3 Answers, 1 is accepted
You can find more details on spell checking a Kendo editor in the following Feedback Portal item: https://feedback.telerik.com/kendo-jquery-ui/1358507-add-spell-check-to-kendo-ui-editors.
As for RadSpell - the UI for ASP.NET AJAX controls are not supported under MVC (link), yet if you wish you could try using the RadEditor that uses RadSpell internally and review this KB article on excluding the handlers from routing. Note that should you try this, you'd need a WebForm (perhaps in an iframe in a view) and that can make things too complex, in addition to being a scenario that is not supported.
Regards,
Marin Bratanov
Progress Telerik

Thanks for the response - appreciated.
I'm a little disappointed that Telerik clearly have the code needed to do spell checking yet have not implemented it in their modern .net razor core offering. I'm sure you have a lot on but the post you refer to shows that 3rd parties can achieve it and that it was requested 4 years ago. Dare I ask if its on a road-map?
Leaves me looking for yet another work around (that is supported). Note my spell check was turned off (no idea why) but some users won't realise Chrome has it built in.
To be blunt and get this out of the way like a band-aid - we do not plan on implementing our own spell checking for Kendo UI. This is why its status in the feedback portal is "declined".
Here is a list of some of the reasons:
- In this day and age, browsers have spell checking turned on by default, and that is usually tied to the language they are actually using, so that takes off that configuration off your hands.
- RadSpell was implemented 16 years ago when IE6 was considered the norm and spell checking didn't exist. This is no longer the case.

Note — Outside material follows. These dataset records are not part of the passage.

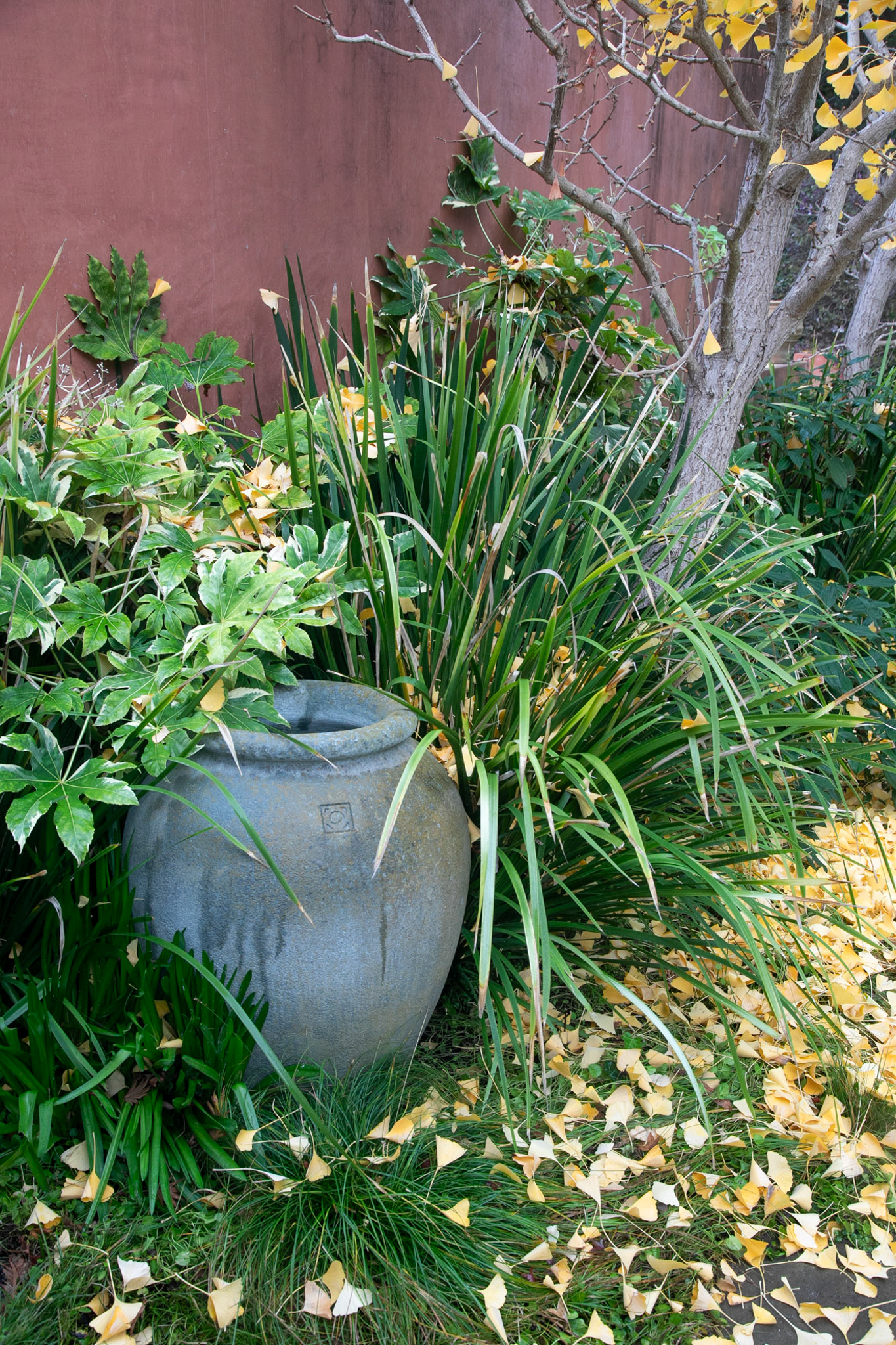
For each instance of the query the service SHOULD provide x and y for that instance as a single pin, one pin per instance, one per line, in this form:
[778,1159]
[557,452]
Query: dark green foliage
[124,323]
[475,179]
[828,443]
[214,362]
[83,1011]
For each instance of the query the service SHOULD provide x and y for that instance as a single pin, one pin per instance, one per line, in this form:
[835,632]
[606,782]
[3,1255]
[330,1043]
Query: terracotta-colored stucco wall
[221,135]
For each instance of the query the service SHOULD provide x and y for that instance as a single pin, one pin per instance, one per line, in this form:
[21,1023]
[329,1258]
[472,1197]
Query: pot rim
[368,722]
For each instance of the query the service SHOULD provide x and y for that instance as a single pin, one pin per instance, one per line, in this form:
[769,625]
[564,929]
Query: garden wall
[221,136]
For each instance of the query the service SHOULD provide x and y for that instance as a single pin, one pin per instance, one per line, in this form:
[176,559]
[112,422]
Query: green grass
[386,1223]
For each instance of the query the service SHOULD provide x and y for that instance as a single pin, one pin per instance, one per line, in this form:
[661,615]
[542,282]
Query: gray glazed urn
[359,978]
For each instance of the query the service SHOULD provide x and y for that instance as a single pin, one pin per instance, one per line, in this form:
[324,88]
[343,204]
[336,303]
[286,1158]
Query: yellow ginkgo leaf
[740,33]
[694,1134]
[836,53]
[843,85]
[882,72]
[779,1170]
[459,1214]
[190,426]
[43,1215]
[116,1321]
[92,1187]
[644,1207]
[317,1301]
[821,171]
[317,1169]
[402,1130]
[448,1152]
[223,1302]
[211,703]
[803,55]
[884,100]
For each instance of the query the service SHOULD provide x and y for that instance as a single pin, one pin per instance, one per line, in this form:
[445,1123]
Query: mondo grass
[385,1222]
[630,720]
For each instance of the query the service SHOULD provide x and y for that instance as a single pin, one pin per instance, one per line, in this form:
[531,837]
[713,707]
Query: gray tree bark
[717,395]
[874,292]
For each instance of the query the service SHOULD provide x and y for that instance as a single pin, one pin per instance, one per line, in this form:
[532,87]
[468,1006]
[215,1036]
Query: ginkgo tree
[805,91]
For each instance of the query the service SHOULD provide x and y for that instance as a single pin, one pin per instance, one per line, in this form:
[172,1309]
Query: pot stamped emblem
[336,817]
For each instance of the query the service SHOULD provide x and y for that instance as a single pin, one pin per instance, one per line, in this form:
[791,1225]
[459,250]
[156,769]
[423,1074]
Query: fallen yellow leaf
[43,1215]
[116,1320]
[211,703]
[699,721]
[459,1214]
[317,1301]
[223,1302]
[495,1294]
[45,1285]
[694,1134]
[448,1152]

- There are now many other solutions that offer spell checking and have that as their primary goal - some of them integrate explicitly with Kendo, others are browser extensions that hook on every editable field on the page. They are likely to be better and more focused on this than we could be, since we also have to maintain 100+ other components across a plethora of frameworks.
- Kendo is platform agnostic by nature. The UI for ASP.NET Core is just wrappers that, basically, generate scripts to initialize the jQuery widgets. This means that spell checking must work purely in the browser, as opposed to a .NET solution running on a server that we have in WebForms. Thus, we can't port this code, we have to rewrite everything from scratch, and even then it will come at a huge performance cost - both the size of the dictionaries, and iterating over them with JS. This does not even begin to consider custom dictionaries and their persistence. Considering the points above, this was deemed as not feasible a while ago. Doing that would mean that we don't do other things that have significantly larger impact on our customers.
I hope this explains the situation in sufficient detail.